Une particularité curieuse montre bien le souci d’exactitude des peintres hollandais et flamands: sur le devant de la table un petit miroir est posé, qui reflète avec une précision remarquable la fenêtre de l’officine, et l’on aperçoit même les maisons, la rue, et jusqu’à la flèche d’une lointaine église.
Tout l’art flamand est dans ce luxe de détails poussé jusqu’à la minutie. Cet art n’est pas fait d’inspiration; nul sentiment élevé, nul idéalisme ne l’embellit; on y chercherait vainement cette tendresse, cette harmonieuse douceur que les Italiens savaient donner à leurs peintures. Les sujets où il se complaît sont volontiers vulgaires, souvent même grossiers, et lorsqu’il s’avise d’aborder les scènes religieuses, il ne peut se défaire de cette froideur, de cette sécheresse, de ce réalisme qui semblent être sa caractéristique propre. Mais dès qu’il s’agit de peindre la nature, sous son côté objectif et précis, le peintre flamand déploie des qualités de premier ordre. Son absence d’enthousiasme le sert au lieu de le gêner; il voit parfaitement et clairement, sans que rien s’interpose entre son modèle et lui, et comme il est généralement très habile artiste, il arrive à produire en ce genre de véritables chefs-d’œuvre.
Ces qualités et ces défauts sont affaire de race: on les constate déjà chez les Van Eyck, et, malgré de louables efforts vers l’idéal, chez leurs successeurs immédiats, Roger van der Weyden, Hugo Van der Goës, ils se révélèrent intégralement. Le seul peintre qui ait véritablement possédé et traduit les sentiments de l’âme, le seul dont l’œuvre dégage une émotion profonde, une douceur intime, est Hans Memling, le célèbre auteur de La Châsse de Sainte Ursule. Mais celui-là, bien qu’ayant passé toute sa vie en Flandre, n’en était pas originaire; il venait d’Allemagne et avait apporté à Bruges les traditions d’idéalisme de l’école de Cologne. Tous les autres furent seulement d’admirables ouvriers et de merveilleux interprètes de la nature.

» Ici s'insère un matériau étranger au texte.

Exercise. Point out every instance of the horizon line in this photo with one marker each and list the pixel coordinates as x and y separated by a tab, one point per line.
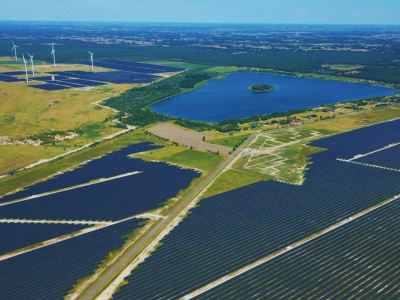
199	23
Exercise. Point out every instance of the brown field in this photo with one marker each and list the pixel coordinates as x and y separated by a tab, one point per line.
187	138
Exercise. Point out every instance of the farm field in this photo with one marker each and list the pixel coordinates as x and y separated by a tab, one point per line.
231	230
52	271
343	263
58	109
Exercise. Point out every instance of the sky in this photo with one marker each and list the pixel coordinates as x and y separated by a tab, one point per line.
206	11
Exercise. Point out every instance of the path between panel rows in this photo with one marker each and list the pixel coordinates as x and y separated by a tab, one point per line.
100	180
97	226
74	222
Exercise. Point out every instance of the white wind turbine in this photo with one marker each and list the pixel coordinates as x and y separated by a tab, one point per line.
91	60
15	50
26	70
53	52
33	69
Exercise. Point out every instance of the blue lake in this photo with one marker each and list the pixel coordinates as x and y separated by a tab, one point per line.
229	98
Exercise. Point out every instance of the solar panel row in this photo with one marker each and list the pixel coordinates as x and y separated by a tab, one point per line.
131	66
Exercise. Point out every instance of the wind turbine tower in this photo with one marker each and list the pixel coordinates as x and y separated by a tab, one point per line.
33	69
91	59
15	50
26	70
53	52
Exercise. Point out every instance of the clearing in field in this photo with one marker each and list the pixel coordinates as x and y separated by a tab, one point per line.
281	154
187	138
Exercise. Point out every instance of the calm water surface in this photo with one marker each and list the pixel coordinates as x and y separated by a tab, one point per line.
229	98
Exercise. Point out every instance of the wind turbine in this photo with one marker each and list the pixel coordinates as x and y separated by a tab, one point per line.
26	70
91	59
15	50
33	69
53	52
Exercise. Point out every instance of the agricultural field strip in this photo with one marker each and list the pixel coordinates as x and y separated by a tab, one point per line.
282	251
100	180
98	226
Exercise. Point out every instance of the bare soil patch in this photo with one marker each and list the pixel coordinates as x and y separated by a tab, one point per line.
187	138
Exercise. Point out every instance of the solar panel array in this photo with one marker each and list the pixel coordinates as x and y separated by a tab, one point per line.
232	230
123	72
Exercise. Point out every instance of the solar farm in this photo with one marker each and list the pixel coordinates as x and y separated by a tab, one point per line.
227	233
112	71
108	194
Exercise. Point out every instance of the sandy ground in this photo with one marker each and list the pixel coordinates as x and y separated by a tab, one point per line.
187	138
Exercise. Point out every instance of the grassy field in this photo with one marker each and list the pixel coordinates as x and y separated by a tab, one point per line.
43	171
231	141
33	113
357	120
233	179
203	161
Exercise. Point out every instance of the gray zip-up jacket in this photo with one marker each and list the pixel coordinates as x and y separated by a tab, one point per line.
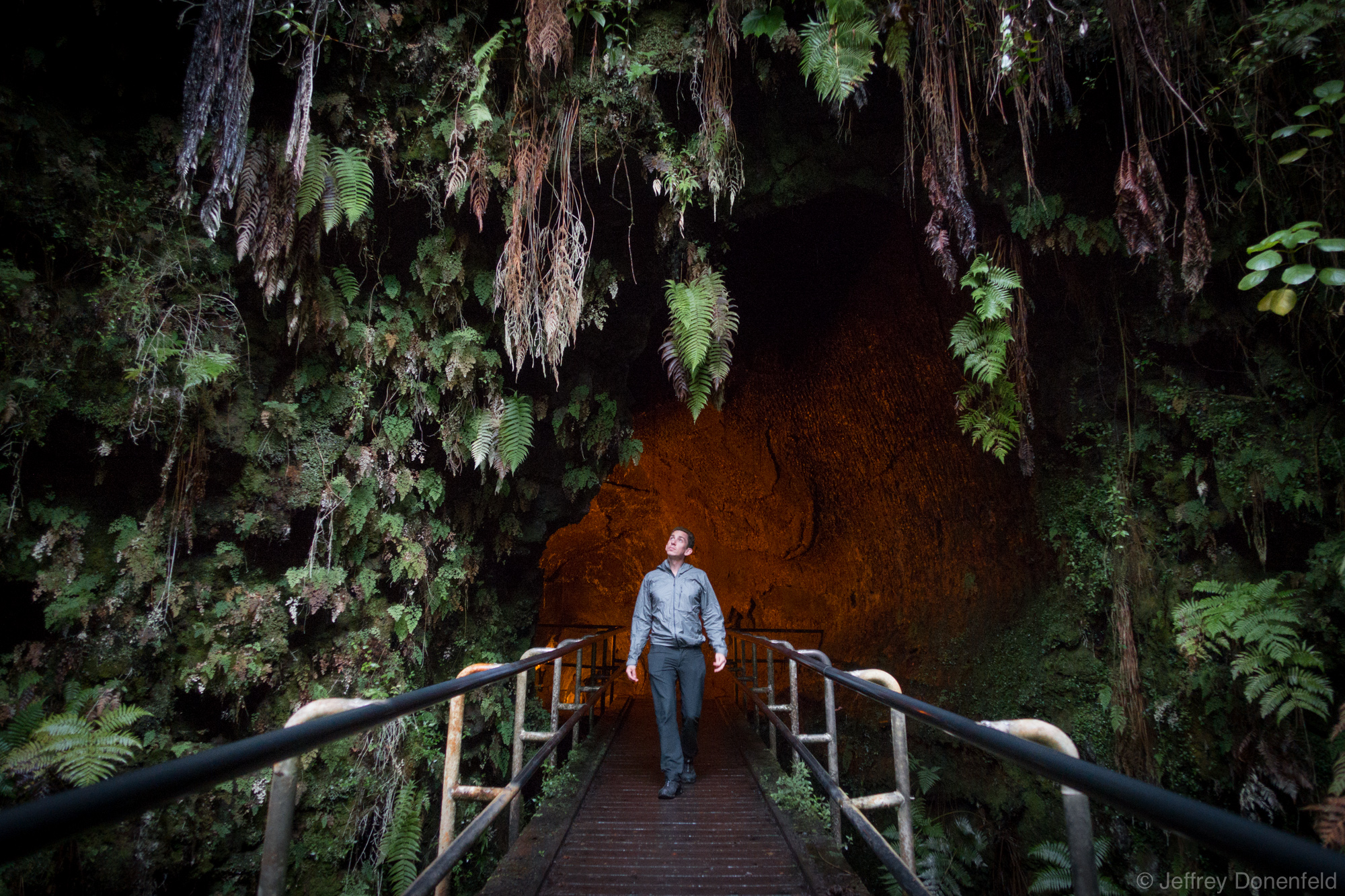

Ces qualités de précision et d’habileté, Quentin Matsys les possède au plus haut point. On lui doit, il faut en convenir, une Descente de Croix qui est un vrai chef-d’œuvre et d’où émane une réelle et intense émotion. Mais ce tableau, joyau de Notre-Dame d’Anvers, n’est qu’une exception, je dirais presque un accident, s’il ne s’agissait d’un aussi grand artiste. D’ordinaire Matsys est surtout le peintre des changeurs, des peseurs d’or, des choses qui brillent, des objets aux contours bien arrêtés. Peintre de portraits, il a cette implacable sincérité qui vous restitue le modèle vivant, avec toutes ses imperfections et toutes ses tares. Telle est sa rigide précision, sobre et vigoureuse, que bon nombre de ces portraits ont pu être attribués à Holbein: Matsys supporte d’ailleurs ce redoutable parallèle sans trop d’infériorité.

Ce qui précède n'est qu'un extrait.